Using Power Query for data reconciliation across two sources with a common ID
There are many ways to reconcile data, especiially for those with a sql db at their disposal. We had data in two systems that was supposed to be the same but had some discrepancies so I took a stab at sorting through it using power query and landed on a remarkably straightforward approach.
In my case one source was XML and the other salesforce. Power query has some odd behaviors with how it handles some data types in xml files, but i will leave those out and hope XML will disappear and make the world a better and safer place.
This exercise assumes you have two queries in a single power query file - one for each data set, and the column headers are the same in both files. If needed, there are ways to use a mapping file to transform the column names, which others have written about.

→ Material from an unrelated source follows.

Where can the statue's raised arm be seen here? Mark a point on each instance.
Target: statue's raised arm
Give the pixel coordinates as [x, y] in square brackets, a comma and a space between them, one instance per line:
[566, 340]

There were two key features that make this work
1: Unpivot other columsn
in each query, right click on the unique id column, and then select “unpivot other columns” which will turn your file from
| id | firstname | lastname | claim to fame |
|---|---|---|---|
| 111 | gorav | seth | salesforce mvp |
| 222 | peter | churchill | salesforce mvp |
to
| Id | Attribute | Value |
|---|---|---|
| 111 | firstname | gorav |
| 111 | lastname | seth |
| 111 | claim to fame | salesforce mvp |
| 222 | firstname | peter |
| 222 | lastname | churchill |
| 222 | claim to fame | salesforce mvp |
2: Merge with multiple columns as the key
Now merge the two queries as new, matching on both Id AND Attribute. Prior to this I had not realized you can select more than one column as the key when merging tables in power query. To match on multiple columns, simply ctrl click the columns in order, ie source 1, id, value, source 2, id, value
Select an inner join if you only want to compare fields that exist in both sources, or use an outer join will also show fields that only exist in one of the sources.

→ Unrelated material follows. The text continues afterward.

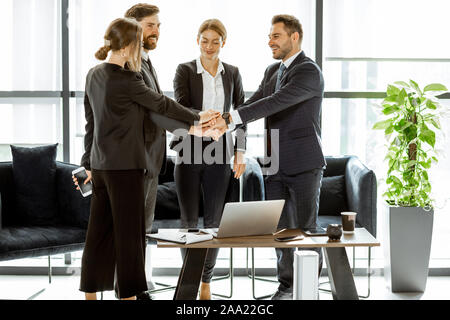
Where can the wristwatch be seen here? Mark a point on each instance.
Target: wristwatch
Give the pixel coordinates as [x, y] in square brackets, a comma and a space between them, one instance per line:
[226, 117]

After merging, expand the source 2 table, and include the value column only.
The output will now be
| id | Attribute | Value | Source2.Value |
|---|---|---|---|
| 111 | firstname | gorav | gorav |
| 111 | lastname | seth | seth |
| 111 | claim to fame | salesforce mvp | 2026 tdx mvp ping pong champion |
| 222 | firstname | peter | |
| 222 | lastname | churchill | |
| 222 | claim to fame | salesforce mvp |
Add a custom column to compare the value from the two sources in order to just see the rows that are different
if [Value] = [Source2.Value] then 0 else 1
And there you have it. in my example i did a full outer join so i see the delta for rows that had a value in source 1 and no value in source 2, as well as rows that exist in both source 1 and source 2 with different values.
| id | Attribute | Value | Source2.Value | Has Delta |
|---|---|---|---|---|
| 111 | firstname | gorav | gorav | 0 |
| 111 | lastname | seth | seth | 0 |
| 111 | claim to fame | salesforce mvp | 2026 tdx mvp ping pong champion | 1 |
| 222 | firstname | peter | 1 | |
| 222 | lastname | churchill | 1 | |
| 222 | claim to fame | salesforce mvp | 1 |